Stop ou encore ?
Le côté obscur, c’est pas la première fois que je sens que j’y bascule, je crois même que je vais finir par trouver ça normal.
L’autre jour, j’étais en voiture avec homme et enfants, lorsque nous croisons un auto-stoppeur. Comme il ne reste pas la moindre place dans l’habitacle, même pour une demi-fesse d’anorexique, l’idée ne nous vient même pas à l’esprit de nous arrêter. C’est ce que j’aime avec le fait d’avoir une famille : j’ai une vraie raison de ne pas prendre les stoppeurs, je n’ai plus à m’auto-justifier. Oui, même seule dans la voiture, j’avais tendance à me sentir coupable de ne pas m’arrêter. Je ne pouvais m’empêcher de penser « Oui mais là je suis vraiment pressée… » ou « Dommage, ce n’est pas du tout ma route ! » ou encore « Ah si je n’avais pas regardé cette émission sur Michel Fourniret… ». Je ne peux pas me contenter d’un « Je n’ai absolument aucune envie de trimballer un inconnu dans ma bagnole ». Comme si pour le stoppeur, ça changeait quelque chose que je pense « Désolée » ou « Va te faire foutre ». Je suis comme ça, il faudrait peut-être que je songe à consulter.
Bref, nous croisons cet auto-stoppeur, ce que ne manquent pas d’observer les enfants, qui nous assaillent aussitôt de questions. Mais que Diable fait cet ostrogoth sur le bord de la route, muni de son panonceau indiquant une grande agglomération ? (D’accord, ils ne s’expriment pas exactement de cette façon, mais le sens est là.)
Je leur explique donc que le monsieur veut se rendre à Nantes, qu’il n’a sans doute pas de voiture, et peut-être pas assez de sous pour prendre le train, et il demande donc aux gens qui vont au même endroit que lui de bien vouloir l’y emmener.
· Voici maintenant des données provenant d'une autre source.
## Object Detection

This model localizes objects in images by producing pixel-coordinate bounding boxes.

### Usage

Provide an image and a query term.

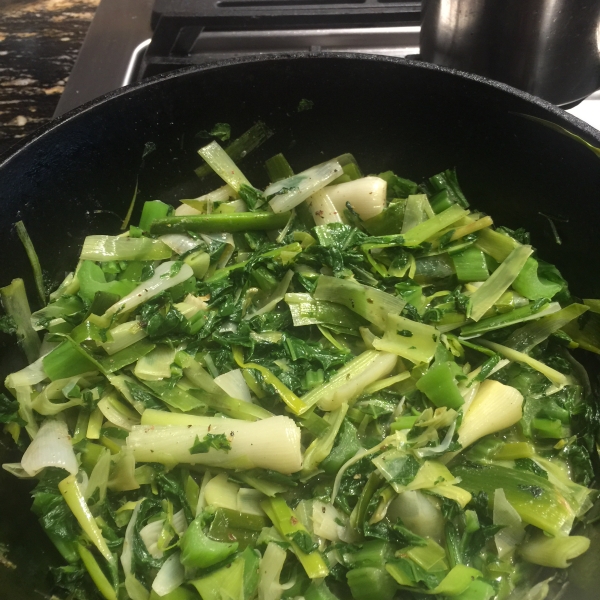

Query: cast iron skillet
[0,54,600,600]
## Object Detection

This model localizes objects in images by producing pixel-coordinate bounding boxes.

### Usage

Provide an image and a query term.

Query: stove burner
[55,0,600,128]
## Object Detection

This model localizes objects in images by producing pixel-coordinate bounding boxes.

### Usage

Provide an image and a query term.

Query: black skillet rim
[0,52,600,170]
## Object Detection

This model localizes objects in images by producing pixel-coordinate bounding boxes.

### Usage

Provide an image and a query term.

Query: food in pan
[0,132,600,600]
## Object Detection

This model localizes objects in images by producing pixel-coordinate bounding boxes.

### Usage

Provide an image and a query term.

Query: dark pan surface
[0,55,600,600]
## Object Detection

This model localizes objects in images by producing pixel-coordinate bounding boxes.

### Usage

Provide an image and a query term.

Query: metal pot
[421,0,600,105]
[0,54,600,600]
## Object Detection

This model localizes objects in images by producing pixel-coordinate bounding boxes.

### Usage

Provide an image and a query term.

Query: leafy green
[288,531,319,554]
[0,394,26,427]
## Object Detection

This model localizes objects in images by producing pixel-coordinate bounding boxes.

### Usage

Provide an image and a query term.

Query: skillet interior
[0,55,600,600]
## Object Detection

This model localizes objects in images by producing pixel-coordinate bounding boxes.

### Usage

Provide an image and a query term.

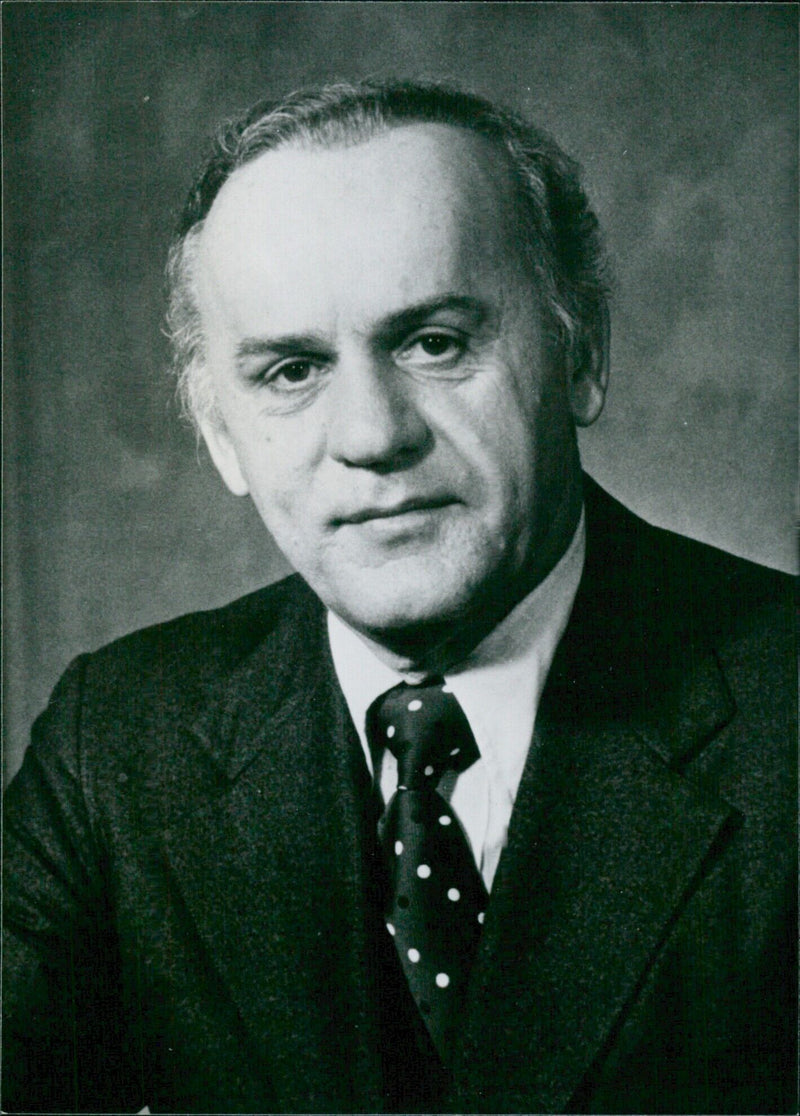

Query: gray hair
[167,81,607,426]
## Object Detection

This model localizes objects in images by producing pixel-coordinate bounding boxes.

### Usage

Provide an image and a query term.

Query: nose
[326,354,431,470]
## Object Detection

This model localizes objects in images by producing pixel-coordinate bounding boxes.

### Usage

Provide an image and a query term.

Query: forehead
[199,124,519,330]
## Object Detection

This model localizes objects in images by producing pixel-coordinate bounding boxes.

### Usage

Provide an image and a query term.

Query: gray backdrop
[2,3,798,772]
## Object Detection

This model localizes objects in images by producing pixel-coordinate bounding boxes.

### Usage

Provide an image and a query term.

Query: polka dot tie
[367,679,488,1065]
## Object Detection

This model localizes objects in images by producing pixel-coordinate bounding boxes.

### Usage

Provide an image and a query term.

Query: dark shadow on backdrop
[2,3,798,771]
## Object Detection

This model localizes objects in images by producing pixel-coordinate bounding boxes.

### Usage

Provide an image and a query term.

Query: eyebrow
[230,295,492,362]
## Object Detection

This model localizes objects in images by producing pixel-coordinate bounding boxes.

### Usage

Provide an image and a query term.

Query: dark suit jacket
[3,485,797,1113]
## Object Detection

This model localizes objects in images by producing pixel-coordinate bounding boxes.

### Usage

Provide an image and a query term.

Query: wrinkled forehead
[202,124,520,283]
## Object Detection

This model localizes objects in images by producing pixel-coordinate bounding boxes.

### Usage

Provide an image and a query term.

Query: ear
[567,299,611,426]
[199,415,250,496]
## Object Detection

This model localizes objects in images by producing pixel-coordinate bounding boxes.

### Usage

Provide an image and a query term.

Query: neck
[352,473,582,675]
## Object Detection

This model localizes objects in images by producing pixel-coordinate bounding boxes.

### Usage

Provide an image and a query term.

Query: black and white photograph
[0,0,799,1116]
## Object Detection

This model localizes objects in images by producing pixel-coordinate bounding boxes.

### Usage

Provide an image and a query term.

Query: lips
[332,496,455,527]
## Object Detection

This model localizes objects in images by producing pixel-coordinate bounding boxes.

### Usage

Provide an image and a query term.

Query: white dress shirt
[328,513,586,891]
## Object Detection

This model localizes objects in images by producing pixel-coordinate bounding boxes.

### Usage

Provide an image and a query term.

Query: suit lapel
[159,589,379,1112]
[454,492,738,1112]
[448,696,734,1112]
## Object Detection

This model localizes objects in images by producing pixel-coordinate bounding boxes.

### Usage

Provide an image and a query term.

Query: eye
[260,356,321,391]
[402,329,466,366]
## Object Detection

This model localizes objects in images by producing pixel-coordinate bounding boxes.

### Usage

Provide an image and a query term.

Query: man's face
[191,125,593,658]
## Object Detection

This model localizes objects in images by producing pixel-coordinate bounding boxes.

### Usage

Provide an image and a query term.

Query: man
[4,85,796,1113]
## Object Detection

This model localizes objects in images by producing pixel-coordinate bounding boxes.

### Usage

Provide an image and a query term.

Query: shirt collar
[328,511,586,798]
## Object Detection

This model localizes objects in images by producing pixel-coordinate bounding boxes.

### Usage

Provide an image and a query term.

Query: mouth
[331,496,455,527]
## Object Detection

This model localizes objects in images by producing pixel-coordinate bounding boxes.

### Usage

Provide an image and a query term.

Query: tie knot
[367,679,479,790]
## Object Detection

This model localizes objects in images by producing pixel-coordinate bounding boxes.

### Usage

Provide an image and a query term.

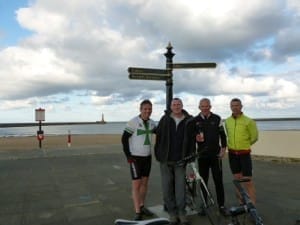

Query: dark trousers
[198,157,225,207]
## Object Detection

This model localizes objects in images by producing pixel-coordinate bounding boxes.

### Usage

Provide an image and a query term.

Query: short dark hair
[140,99,152,108]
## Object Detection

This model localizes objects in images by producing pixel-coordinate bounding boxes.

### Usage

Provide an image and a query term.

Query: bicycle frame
[230,179,263,225]
[178,154,218,225]
[115,218,170,225]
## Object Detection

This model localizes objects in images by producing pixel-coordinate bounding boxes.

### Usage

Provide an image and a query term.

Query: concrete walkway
[0,145,300,225]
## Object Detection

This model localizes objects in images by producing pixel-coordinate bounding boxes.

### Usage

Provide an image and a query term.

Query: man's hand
[219,147,226,158]
[127,156,135,164]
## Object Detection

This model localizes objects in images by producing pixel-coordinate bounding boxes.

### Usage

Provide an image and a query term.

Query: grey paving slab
[0,145,300,225]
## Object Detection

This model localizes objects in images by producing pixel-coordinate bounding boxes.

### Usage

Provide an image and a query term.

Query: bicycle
[115,218,169,225]
[178,153,220,225]
[228,178,263,225]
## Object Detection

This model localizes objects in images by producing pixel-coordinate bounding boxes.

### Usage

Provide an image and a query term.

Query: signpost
[128,43,217,111]
[35,108,45,148]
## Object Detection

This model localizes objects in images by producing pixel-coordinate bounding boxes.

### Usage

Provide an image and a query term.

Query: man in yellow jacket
[225,98,258,204]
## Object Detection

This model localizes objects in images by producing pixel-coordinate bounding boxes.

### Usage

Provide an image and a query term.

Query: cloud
[0,0,300,121]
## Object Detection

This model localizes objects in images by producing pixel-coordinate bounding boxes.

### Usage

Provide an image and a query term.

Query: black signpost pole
[165,43,175,111]
[128,43,217,112]
[38,121,42,148]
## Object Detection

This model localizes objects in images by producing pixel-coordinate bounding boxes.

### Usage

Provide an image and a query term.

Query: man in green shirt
[225,98,258,204]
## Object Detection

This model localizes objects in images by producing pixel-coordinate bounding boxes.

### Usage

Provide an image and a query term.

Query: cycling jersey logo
[137,122,152,145]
Ça me paraît simple, concis, réaliste, et l’explication semble les satisfaire.
J’aurais pu m’arrêter là et enclencher le CD de Martine à la ferme raconté par Marie-Christine Barrault, mais c’est pourtant à ce moment précis que j’ai sciemment fait un pas de l’autre côté de la ligne jaune… J’ai ajouté, sur un ton parfaitement anodin, qu’il ne fallait jamais faire ça, cela pouvant s’avérer très dangereux si l’on tombait par malchance sur des gens mal intentionnés.
Juste ça, sans m’appesantir, histoire de faire rentrer le discours sans en faire des tonnes, façon message subliminal. Coup de chance, ils ne m’ont pas demandé si je l’avais déjà fait, moi. J’aurais dit quoi ? « Oui, plusieurs fois, d’ailleurs il m’est arrivé d’avoir un peu les boules, mais surtout ne dites rien à votre grand-mère ! »
Oui, j’ai déjà fait du stop, et oui, j’ai déjà pris des auto-stoppeurs. Et je continue de croire qu’il y a dans la vie plus de gentils que de méchants.
Et j’ai toujours pensé que le jour où je passerai du côté de ceux qui ont peur, de ceux qui voient des serial-killers au bout de tous les pouces, et qui pressent le pas le soir en croisant un groupe de jeunes, ce jour-là, j’aurai sérieusement perdu un truc en route.
N’empêche, à l’époque, « Faites entrer l’accusé » n’existait pas. Et surtout, je n’avais pas d’enfant.